1) Que pensez-vous de la manière, tant sur la forme que sur le fond, dont Nicolas Sarkozy fait poser aujourd’hui le débat sur « l’identité nationale » ? Faut-il accepter les termes du débat ? Que nous apprend l’histoire de notre pays sur ce thème récurrent ?

La manière de poser le débat est typiquement sarkozyste. A la fois sur la forme : le débat est lancé à quelques mois d’un rendez-vous électoral, en partie pour faire diversion, en partie pour séduire un électorat supposément nationaliste ; et sur le fond : l’utilisation d’un terme, « identité nationale », très clivant dans l’histoire et l’espace politique français, afin de montrer combien lui, président de la République, est en rupture avec ses prédécesseurs qui ont tous été les garants de cette histoire et de cet espace.

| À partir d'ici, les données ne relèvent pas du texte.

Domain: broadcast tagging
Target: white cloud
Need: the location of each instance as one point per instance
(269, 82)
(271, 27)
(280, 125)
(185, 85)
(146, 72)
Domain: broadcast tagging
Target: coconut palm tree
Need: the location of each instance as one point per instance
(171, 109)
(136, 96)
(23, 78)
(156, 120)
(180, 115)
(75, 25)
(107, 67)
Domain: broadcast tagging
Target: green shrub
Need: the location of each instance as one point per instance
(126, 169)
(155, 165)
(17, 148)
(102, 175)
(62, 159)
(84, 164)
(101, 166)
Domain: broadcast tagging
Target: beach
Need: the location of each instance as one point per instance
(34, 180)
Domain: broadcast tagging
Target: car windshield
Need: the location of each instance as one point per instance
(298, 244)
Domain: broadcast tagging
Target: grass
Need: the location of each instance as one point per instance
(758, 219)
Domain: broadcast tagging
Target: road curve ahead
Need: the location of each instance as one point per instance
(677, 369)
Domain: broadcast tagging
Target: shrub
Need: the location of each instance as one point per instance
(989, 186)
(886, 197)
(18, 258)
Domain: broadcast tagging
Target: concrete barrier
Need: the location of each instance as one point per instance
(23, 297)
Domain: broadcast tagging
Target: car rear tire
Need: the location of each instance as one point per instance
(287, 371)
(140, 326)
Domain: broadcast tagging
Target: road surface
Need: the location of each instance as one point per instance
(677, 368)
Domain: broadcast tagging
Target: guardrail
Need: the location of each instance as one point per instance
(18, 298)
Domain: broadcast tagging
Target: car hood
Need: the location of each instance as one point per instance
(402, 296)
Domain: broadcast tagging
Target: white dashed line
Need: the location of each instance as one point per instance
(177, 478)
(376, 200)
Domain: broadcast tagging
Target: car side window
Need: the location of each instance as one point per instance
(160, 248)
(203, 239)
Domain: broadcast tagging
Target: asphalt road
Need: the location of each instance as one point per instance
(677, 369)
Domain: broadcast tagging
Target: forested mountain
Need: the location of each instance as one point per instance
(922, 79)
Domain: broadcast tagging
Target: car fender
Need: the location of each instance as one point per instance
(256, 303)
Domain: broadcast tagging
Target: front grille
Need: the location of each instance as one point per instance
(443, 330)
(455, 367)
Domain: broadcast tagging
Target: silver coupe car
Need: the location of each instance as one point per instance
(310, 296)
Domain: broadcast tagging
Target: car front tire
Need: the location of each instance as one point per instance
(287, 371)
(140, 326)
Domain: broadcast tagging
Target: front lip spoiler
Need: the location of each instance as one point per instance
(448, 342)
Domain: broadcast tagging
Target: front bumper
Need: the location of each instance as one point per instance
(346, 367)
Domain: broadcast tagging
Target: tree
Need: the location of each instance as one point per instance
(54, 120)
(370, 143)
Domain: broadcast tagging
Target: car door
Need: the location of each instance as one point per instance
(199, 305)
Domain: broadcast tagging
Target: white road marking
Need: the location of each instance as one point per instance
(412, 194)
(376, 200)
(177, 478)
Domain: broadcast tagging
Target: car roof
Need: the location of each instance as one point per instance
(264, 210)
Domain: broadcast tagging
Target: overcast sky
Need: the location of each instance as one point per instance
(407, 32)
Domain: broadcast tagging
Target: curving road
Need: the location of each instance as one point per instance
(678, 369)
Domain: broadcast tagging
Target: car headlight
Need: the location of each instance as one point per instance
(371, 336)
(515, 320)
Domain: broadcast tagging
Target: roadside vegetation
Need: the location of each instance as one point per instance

La position à adopter, tant pour les intellectuels que pour la gauche, et le PS en particulier, par rapport à ce débat s’articule en deux temps.

1/ Il faut bien insister sur le décalage entre la parole présidentielle de N. Sarkozy qui n’a que l’identité nationale à la bouche, et la réalité quotidienne de sa pratique du pouvoir. Il enterre en effet chaque jour des pans entiers de ce qui peut légitimement être considéré par tout un chacun, à gauche comme à droite, comme une identité politique et sociale commune, celle de la République : laïcité, universalisme, humanisme, droits et libertés, principe d’égalité (devant l’impôt notamment)…

2/ Il faut accepter ce débat comme un combat politique parce que l’enjeu est d’importance. Certainement pas dans les formes et les termes proposés par le gouvernement (identité seulement « nationale », calendrier, organisation préfectorale…) mais en mobilisant largement les citoyens sur le sujet. Entrer dans la réflexion sur le projet de société que proposera le PS en 2012 par le truchement d’un questionnement sur l’identité et ses multiples implications ne peut pas faire de mal à la gauche. Ce pourrait être une manière de renouveler l’exercice de l’élaboration du projet qui s’est beaucoup fait ces dernières années à partir du simple alignement d’une série de mesures de politique économique.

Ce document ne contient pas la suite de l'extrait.